The following day the Royal party went by road to the Leopardstown races. Racing is always good sport in Ireland, even when one is dressed in an Equerry’s riding-kit, which includes a cocked hat, and when feeling very hot and dusty after having ridden in front of the escort for several miles on the hard high road. That particular meeting at Leopardstown produced even more amusement than usual. The King gave a cup for the winner of an officers’ race, for which there were some thirty starters. There were some fairly decent animals entered, the property of officers, and ridden by their owners or some brother officer; but amongst the whole lot there was only one serious race-horse. This horse had been given by a large race-horse owner to a departmental officer so short a time before the race, as to call forth serious comment. Good odds were laid on this animal to win, but curious things happen in racing, and especially in Ireland. Some of the young officers who were riding in the race with no particular chance of winning, but more for the sake of taking part in a very amusing contest than anything else, had evidently made up their minds, rightly or wrongly, that the gift was not a very genuine one, and that whatever won, they would take care that this particular horse did not. And he did not! At the start, a sort of zareba of horses was formed round him, and after the flag was dropped, curiously enough, whenever he seemed to have a chance of getting through his horses, and taking his place, he was invariably unlucky in being knocked into, and eventually came in with the ruck. An Irish crowd loves and understands racing, and is endowed with the keenest sense of humour, and the shouts of laughter that went up to heaven during this contest did one good to hear.
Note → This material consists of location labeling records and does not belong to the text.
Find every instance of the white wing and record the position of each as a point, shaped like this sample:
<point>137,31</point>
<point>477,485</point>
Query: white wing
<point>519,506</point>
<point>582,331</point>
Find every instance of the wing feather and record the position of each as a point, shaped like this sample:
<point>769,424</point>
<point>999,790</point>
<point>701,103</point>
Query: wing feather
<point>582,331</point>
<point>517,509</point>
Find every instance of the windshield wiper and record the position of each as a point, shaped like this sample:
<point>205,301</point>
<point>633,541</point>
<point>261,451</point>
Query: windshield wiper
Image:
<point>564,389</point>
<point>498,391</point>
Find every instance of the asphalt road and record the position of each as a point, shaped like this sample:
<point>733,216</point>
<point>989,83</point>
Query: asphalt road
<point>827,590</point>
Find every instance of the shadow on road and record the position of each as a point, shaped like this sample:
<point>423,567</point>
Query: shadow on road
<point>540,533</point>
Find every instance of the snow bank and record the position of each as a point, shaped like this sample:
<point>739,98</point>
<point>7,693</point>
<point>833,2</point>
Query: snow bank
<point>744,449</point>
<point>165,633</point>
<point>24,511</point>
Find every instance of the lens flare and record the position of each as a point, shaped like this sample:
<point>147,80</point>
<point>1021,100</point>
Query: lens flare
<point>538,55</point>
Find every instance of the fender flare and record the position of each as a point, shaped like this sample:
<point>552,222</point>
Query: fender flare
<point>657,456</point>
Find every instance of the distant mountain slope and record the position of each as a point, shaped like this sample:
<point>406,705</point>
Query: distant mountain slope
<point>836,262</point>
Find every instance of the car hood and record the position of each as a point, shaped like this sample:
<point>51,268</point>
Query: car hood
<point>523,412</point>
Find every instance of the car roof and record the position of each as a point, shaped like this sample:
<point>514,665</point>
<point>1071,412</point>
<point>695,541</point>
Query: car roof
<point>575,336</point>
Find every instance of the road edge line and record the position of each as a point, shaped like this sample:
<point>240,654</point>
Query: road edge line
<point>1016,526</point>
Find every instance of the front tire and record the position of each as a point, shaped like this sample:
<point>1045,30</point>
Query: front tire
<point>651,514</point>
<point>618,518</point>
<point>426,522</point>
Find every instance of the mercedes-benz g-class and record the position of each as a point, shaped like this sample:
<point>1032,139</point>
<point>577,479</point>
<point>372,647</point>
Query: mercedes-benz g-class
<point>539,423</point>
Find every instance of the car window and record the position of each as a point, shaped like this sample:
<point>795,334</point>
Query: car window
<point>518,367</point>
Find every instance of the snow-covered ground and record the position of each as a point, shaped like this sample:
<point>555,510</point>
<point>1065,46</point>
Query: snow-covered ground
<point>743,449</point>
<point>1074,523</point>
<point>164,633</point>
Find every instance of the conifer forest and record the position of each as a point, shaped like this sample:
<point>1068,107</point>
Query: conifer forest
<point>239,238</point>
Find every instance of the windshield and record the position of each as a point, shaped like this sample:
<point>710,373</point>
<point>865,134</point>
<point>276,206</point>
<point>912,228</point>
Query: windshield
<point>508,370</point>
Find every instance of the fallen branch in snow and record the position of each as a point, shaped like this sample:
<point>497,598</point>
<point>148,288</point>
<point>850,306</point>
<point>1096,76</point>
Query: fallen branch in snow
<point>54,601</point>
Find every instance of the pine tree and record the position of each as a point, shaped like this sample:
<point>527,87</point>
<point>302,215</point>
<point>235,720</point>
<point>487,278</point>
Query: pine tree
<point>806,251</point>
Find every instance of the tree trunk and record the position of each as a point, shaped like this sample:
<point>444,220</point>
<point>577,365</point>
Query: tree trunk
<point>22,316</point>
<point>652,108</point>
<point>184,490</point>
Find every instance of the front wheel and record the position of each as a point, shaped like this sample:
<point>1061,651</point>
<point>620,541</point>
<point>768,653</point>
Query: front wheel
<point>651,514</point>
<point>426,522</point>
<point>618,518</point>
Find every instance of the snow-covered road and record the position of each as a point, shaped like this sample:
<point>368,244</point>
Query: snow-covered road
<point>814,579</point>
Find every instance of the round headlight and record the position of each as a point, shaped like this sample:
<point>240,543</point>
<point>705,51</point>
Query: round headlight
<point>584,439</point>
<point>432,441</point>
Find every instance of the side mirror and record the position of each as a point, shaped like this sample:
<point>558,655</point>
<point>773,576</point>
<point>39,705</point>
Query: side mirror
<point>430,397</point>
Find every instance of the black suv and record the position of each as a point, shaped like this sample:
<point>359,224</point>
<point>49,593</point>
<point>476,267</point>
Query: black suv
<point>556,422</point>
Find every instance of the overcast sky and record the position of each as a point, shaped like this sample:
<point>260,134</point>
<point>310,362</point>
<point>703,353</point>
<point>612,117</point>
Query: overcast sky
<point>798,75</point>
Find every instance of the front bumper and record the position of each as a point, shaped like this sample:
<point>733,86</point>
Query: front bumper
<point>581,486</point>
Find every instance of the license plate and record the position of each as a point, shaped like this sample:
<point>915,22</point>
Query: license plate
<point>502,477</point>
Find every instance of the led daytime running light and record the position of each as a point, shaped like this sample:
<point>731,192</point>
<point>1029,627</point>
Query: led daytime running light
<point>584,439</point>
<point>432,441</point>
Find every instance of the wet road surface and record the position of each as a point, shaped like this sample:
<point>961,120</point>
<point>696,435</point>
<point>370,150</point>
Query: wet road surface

After leaving Kingstown, the Royal Yacht steamed up the Bristol Channel on her way to Cardiff. It was a lovely morning and full of interest to me, as I could recognise many of my old haunts when passing; such as Hartland, Lundy Island, beautiful Clovelly,—where, from boyhood onwards, I have spent some of the happiest days of my life,—and the outline of Exmoor, where I had so often hunted in my boyhood and youth.

The function at Cardiff consisted in the formal opening of the new Alexandra Docks, and, later on, after lunching with Lord and Lady Bute at their great house, which is literally within the town of Cardiff, a special non-stop train ran the Royal party up to London in time for dinner. I am afraid to say at what pace the train must have been running. I only know that the permanent way of the Great Western is so well laid that there was no shaking; we might have been pottering along at thirty miles an hour instead of at considerably over double that speed.

In August the Royal Yacht was again in full commission for Cowes, and the opportunity was taken of paying a visit to the then brand-new Dreadnought, and going outside the island in her, to see the target-practice of the then, also new, 12-inch guns. To me, of course, it was very interesting, and the visitors on board (there was quite a large party, amongst which were a great number of ladies, who came by the invitation of their Majesties) were, I think, agreeably disappointed in the noise made by the firing, which was nothing like so ferocious as had been generally expected.

And so ended the year 1907 as far as Court duties were concerned.